Israeli Health Minister Yuli Edelstein told CNN: “If we’ll get to the situation where everyone in the country who wants to be vaccinated is vaccinated, we will be more than ready to share the vaccines with our neighbors.”
The Palestinian Authority health minister, Dr. Mai Al-Kaileh, says they expect to get hold of the Covid-19 vaccine by the end of March, but that there is no specific date set yet for their arrival. The ministry says it has contracts with four companies producing the vaccine. These vaccines will cover 70% of the Palestinian population and the WHO will provide doses for a further 20%, the PA said in a January 9 statement.
‘The beginning of a new era’
According to Hutin, the WHO has approached rich countries, including the Gulf nations, to share their doses, and that they have complied but that it’s still a work in progress.
Abu Dhabi’s Department of Health launched a local collaboration called the Hope Consortium, which is set to deliver 18 billion vaccine doses globally by the end of 2021.
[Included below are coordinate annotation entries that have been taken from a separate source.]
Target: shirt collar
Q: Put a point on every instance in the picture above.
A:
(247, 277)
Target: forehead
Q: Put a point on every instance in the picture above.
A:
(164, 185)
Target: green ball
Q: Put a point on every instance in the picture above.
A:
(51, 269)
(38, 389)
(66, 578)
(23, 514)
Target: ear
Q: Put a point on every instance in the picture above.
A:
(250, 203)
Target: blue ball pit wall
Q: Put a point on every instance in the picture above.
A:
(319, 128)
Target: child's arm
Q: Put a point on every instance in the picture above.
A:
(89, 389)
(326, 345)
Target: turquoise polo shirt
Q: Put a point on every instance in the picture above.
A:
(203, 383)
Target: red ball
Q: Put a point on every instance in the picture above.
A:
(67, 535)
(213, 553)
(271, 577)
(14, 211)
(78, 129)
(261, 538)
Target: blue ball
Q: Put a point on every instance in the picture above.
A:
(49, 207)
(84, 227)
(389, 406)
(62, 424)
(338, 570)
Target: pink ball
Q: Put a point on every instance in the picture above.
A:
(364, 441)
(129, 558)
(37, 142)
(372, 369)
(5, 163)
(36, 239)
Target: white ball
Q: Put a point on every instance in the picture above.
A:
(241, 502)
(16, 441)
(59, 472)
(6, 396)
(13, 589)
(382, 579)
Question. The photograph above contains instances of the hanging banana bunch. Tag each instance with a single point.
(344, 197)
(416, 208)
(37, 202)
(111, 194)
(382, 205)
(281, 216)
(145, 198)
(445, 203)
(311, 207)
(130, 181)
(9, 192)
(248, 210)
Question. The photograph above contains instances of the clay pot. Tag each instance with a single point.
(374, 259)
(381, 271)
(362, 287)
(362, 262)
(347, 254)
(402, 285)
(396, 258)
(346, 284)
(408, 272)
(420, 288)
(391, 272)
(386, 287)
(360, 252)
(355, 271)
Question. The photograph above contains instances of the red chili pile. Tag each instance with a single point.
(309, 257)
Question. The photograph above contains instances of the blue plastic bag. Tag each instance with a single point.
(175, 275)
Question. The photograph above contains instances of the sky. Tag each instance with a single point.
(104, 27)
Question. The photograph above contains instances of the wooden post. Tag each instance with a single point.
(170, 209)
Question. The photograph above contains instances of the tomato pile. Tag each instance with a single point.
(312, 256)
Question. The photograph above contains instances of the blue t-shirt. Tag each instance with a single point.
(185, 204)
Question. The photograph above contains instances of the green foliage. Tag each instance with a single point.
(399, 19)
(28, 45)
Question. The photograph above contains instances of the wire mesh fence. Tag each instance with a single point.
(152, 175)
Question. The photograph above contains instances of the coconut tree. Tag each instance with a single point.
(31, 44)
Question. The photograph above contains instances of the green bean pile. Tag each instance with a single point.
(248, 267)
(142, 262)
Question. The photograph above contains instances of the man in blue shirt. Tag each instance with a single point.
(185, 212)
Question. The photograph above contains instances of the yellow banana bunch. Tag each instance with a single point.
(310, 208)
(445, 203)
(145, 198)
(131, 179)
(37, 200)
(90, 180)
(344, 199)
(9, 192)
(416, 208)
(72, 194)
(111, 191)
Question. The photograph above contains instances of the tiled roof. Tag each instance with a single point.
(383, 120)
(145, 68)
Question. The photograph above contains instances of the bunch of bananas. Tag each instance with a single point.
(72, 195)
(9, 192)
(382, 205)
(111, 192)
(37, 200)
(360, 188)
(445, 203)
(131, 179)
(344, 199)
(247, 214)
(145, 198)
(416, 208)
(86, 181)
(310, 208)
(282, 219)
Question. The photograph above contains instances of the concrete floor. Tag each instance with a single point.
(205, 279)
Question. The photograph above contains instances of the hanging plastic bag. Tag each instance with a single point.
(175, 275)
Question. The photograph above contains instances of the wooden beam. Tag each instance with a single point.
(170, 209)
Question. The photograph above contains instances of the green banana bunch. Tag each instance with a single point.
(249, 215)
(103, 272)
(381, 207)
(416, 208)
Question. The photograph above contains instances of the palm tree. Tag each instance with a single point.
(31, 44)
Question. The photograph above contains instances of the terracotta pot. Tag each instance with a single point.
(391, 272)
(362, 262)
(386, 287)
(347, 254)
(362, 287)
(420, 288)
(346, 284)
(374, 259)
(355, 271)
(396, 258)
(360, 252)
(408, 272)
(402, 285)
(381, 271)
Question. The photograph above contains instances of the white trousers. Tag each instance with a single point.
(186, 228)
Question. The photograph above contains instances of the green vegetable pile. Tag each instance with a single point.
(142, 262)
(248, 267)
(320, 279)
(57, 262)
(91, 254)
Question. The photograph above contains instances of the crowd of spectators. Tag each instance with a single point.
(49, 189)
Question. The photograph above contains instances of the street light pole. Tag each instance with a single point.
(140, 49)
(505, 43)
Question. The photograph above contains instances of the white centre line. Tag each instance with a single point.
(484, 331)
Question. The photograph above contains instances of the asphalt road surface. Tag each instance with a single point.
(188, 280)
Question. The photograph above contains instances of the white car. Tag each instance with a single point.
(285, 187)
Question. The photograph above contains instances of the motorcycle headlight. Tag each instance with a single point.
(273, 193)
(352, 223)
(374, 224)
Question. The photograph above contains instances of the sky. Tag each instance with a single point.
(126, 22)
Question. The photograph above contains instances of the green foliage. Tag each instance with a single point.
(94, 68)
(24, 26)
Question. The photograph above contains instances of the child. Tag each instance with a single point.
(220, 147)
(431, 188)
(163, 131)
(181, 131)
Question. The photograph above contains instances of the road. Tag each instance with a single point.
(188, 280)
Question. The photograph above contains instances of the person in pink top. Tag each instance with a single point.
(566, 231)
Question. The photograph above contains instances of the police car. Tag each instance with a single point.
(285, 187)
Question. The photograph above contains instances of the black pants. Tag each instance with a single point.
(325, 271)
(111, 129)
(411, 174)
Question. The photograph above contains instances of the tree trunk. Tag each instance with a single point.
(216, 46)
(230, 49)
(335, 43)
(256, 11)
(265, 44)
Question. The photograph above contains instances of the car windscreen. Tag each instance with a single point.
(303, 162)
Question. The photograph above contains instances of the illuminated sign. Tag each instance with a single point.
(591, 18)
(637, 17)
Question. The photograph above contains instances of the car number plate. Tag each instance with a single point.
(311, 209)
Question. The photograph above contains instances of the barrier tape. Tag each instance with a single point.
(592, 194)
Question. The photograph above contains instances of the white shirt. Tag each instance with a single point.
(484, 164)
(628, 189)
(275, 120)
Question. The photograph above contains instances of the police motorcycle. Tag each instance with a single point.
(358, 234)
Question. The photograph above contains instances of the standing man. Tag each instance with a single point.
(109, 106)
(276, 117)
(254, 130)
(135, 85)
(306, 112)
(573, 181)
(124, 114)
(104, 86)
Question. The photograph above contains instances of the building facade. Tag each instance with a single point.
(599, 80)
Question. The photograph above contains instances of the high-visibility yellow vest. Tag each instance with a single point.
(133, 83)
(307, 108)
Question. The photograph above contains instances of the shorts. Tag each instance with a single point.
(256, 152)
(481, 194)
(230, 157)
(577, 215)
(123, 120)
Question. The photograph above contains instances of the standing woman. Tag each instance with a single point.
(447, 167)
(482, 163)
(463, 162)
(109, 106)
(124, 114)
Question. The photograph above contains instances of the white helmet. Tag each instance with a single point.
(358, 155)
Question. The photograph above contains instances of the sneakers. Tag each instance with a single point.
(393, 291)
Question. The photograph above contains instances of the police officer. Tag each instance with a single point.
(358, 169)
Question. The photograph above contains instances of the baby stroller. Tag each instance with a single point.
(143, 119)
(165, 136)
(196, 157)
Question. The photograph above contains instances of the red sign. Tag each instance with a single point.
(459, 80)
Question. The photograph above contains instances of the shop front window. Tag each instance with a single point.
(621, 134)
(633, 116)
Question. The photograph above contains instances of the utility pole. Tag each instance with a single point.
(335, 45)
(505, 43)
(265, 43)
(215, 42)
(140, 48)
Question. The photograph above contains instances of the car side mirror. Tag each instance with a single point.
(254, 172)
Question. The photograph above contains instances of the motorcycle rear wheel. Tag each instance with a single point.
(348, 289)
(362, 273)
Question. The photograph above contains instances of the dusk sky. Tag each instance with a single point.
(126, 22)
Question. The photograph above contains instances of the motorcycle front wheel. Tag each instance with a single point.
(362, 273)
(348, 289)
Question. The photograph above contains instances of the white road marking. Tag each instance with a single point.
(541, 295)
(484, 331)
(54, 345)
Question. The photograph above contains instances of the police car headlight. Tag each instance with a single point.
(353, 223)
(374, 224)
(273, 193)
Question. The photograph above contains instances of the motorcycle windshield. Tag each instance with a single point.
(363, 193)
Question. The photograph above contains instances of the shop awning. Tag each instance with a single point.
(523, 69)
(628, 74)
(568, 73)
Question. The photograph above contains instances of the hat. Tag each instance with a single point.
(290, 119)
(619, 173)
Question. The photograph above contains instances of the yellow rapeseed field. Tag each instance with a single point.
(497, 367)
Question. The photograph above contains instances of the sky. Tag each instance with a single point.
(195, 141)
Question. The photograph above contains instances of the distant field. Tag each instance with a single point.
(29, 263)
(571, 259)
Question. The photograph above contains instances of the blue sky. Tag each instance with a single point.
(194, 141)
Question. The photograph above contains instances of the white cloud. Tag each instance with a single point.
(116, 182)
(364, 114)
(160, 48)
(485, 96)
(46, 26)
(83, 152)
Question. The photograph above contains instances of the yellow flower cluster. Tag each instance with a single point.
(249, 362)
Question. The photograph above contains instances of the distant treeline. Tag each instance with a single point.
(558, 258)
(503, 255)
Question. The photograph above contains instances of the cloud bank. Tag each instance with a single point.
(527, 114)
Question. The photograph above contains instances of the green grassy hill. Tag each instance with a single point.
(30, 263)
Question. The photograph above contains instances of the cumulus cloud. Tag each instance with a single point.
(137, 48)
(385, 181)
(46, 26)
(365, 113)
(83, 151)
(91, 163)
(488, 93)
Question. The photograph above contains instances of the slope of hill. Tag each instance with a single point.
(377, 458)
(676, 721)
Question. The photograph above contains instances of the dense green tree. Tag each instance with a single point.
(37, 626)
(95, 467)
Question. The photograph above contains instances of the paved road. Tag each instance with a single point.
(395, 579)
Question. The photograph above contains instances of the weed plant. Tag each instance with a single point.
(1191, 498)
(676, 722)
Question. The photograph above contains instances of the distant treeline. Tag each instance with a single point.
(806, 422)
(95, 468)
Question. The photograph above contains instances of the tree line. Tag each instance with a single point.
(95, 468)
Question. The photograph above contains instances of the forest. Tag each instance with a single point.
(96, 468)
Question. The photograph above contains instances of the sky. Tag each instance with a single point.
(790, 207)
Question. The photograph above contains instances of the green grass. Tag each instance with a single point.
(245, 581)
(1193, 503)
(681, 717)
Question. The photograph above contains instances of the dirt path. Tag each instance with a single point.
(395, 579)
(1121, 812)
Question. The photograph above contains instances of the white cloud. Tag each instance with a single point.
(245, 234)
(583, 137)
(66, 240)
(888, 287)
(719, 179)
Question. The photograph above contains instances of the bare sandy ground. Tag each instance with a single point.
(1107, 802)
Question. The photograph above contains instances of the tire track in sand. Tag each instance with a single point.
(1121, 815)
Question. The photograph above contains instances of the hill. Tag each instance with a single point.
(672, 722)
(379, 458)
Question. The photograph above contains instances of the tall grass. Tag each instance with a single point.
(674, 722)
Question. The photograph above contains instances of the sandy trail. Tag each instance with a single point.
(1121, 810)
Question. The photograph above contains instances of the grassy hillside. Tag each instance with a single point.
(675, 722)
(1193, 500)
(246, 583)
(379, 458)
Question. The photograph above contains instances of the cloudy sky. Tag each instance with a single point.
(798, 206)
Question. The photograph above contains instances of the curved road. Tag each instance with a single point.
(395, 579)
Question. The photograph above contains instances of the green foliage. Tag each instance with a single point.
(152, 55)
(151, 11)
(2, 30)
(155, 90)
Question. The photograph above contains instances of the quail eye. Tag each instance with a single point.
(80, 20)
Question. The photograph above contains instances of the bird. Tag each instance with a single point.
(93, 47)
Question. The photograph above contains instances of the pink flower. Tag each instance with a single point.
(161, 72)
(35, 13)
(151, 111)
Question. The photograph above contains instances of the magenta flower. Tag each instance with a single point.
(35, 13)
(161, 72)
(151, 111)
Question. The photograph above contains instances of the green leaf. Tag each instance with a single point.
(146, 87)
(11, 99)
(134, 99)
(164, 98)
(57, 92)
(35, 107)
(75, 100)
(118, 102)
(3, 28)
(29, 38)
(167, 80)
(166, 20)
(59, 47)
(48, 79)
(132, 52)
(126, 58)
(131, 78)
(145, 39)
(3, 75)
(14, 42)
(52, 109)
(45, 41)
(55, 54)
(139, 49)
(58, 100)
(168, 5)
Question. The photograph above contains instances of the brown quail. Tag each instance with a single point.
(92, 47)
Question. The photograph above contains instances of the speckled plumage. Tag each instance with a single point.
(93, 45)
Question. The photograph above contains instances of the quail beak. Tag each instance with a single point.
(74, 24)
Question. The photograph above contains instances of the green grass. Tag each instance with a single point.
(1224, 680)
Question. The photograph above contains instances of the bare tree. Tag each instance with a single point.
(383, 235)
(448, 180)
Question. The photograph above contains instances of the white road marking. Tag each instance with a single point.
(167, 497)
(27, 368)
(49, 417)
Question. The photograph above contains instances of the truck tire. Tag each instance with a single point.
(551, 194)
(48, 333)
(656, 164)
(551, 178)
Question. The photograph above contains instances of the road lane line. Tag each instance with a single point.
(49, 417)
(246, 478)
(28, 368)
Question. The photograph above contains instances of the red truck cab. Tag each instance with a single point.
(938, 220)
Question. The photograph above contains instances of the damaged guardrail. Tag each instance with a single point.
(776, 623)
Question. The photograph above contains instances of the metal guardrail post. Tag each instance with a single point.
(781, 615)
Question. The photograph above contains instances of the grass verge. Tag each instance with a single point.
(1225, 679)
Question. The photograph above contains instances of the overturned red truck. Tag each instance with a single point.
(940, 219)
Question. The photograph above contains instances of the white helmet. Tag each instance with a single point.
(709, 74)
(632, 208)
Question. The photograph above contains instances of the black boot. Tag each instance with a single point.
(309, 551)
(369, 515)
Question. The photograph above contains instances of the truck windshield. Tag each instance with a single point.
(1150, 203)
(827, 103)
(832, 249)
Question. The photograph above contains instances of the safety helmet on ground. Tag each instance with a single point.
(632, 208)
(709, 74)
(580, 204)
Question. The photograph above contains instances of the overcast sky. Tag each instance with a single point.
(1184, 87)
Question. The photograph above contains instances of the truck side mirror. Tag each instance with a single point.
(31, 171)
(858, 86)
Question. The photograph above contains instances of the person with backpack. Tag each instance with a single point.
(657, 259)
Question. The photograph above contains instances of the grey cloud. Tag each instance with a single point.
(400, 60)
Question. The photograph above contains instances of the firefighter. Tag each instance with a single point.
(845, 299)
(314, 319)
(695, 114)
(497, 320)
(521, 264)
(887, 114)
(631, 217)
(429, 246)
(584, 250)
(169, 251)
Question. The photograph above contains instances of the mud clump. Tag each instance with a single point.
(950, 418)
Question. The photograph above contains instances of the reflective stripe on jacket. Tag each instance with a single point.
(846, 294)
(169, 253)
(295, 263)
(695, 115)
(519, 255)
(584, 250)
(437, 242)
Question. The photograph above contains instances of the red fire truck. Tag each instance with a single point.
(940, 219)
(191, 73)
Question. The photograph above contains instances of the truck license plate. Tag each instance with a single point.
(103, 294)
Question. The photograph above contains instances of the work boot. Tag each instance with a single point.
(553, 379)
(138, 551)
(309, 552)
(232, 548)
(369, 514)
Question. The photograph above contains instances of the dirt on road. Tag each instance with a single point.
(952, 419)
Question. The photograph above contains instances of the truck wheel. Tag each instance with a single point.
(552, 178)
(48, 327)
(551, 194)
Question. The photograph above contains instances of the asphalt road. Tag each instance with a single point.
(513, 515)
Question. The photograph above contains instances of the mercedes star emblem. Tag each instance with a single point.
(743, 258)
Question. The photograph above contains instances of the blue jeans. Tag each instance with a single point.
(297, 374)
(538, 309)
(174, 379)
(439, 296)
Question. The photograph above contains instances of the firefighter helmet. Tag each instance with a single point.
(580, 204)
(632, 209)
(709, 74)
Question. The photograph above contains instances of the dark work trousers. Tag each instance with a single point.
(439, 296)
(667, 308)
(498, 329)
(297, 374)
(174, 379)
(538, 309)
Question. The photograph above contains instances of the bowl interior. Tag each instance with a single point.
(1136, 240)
The undersecretary at the department, Jamal Mohamed Al Kabbi told CNN’s Becky Anderson that the plan represents a complete supply chain solution to address and facilitate vaccine availability across the world.
Bernaert told CNN despite the delay in vaccinations in lower-income countries, he is more optimistic than he was a few months ago.
“Are we going to be able to vaccinate everyone in 2021? No, I don’t think so. Is the vaccination tale going to continue in 2022, or even 2023? Yes, I think so. But what we’ve managed to do so far is a sign that we may be at the beginning of a new era.”